Exploration of stapled peptide self-assembly

Cyclic pentapeptides of Ac-CAAAS5(X)-NH2 (BDCPs; Fig. 1A) were chosen as model peptides to investigate self-assembling behavior. These BDCP peptides did not contain amino acid residues with significant hydrophobic interaction or hydrogen bonding features, but varied in terms of in-tether chiral center substituents. As shown in our previous work, the helicity of the BDCP peptides was determined by the chiral configuration of the in-tether chiral center, where the R configuration was required for an α-helical structure (24). Here, BDCP peptides with three different substituents, where X = methyl, phenyl, or naphthyl, were synthesized in two different configurations: R and S. The resulting six purified BDCP peptides consisting of three R/S epimer pairs were characterized using circular dichroism (CD; fig. S1). It was confirmed that only the R-configured BDCP peptides were helical in water, whereas the S-configured epimers were all nonhelical, which is consistent with our previously reported work (24, 25). Figure 1B presents the simulated structure of BDCP-1-R, which was first reported in our previous work (24).

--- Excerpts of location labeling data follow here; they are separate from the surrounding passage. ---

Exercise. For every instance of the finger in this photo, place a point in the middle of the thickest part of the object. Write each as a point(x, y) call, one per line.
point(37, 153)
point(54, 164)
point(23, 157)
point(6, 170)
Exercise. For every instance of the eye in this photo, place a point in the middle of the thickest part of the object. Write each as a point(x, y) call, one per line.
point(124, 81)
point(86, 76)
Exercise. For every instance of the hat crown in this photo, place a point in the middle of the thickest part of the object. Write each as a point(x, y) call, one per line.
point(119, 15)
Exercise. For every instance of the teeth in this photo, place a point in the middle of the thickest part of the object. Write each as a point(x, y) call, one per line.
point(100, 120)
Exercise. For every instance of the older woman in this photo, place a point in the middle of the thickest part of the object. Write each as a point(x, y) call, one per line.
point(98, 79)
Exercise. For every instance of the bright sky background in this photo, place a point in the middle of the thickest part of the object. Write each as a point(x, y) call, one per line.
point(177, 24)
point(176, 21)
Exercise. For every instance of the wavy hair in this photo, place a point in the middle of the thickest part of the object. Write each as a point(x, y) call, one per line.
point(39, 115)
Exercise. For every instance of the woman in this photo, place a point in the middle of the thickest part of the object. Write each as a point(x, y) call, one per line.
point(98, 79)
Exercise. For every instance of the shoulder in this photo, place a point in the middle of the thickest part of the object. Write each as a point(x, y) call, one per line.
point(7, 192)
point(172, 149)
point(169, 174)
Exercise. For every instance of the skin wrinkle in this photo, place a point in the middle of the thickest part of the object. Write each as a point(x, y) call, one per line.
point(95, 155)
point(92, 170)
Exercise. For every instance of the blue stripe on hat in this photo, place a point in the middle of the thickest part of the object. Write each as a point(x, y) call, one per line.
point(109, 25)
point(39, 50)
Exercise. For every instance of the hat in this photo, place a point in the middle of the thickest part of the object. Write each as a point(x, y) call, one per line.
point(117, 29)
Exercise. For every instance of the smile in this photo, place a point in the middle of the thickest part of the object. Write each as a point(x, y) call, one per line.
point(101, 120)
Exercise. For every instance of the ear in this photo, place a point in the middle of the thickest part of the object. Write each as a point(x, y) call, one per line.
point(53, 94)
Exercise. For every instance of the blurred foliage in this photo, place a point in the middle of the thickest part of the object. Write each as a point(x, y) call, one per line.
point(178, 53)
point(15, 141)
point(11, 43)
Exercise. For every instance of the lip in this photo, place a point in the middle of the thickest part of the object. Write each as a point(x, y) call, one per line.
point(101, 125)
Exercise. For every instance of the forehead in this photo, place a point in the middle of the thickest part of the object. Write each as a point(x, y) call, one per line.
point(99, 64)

Characterization of self-assembly morphology

Self-assembly experiments were performed by placing each type of BDCP peptide (listed in Fig. 1C) -R separately in water at room temperature and then sonicating for 10 min to assist in self-assembly (27). Different peptide concentrations were tested to find the optimal condition for self-assembly. Using BDCP-1-R as an example, the concentration ranged from 0.25 to 8 mg/ml. The peptide became fully dissolved when the concentration was below 1 mg/ml, whereas suspended solids were visible when the concentration exceeded 2 mg/ml. These suspended solids were self-assembled BDCP-1 peptides. Under an optical microscope, they appeared needle-shaped and colorless. Further characterization by scanning electron microscopy (SEM) was performed to inspect the morphology of the BDCP-1-R assemblies. Images 1 to 4 in Fig. 1D present the microscopic view of the assemblies, which show that these solid materials were tetragonal-shaped nanobelts or nanotubes tens of micrometers long and hundreds of nanometers to several micrometers wide. Image 5 is a macroscopic view of the assemblies and reveals the assemblies had a large aspect ratio that leads to interweaving of the assemblies.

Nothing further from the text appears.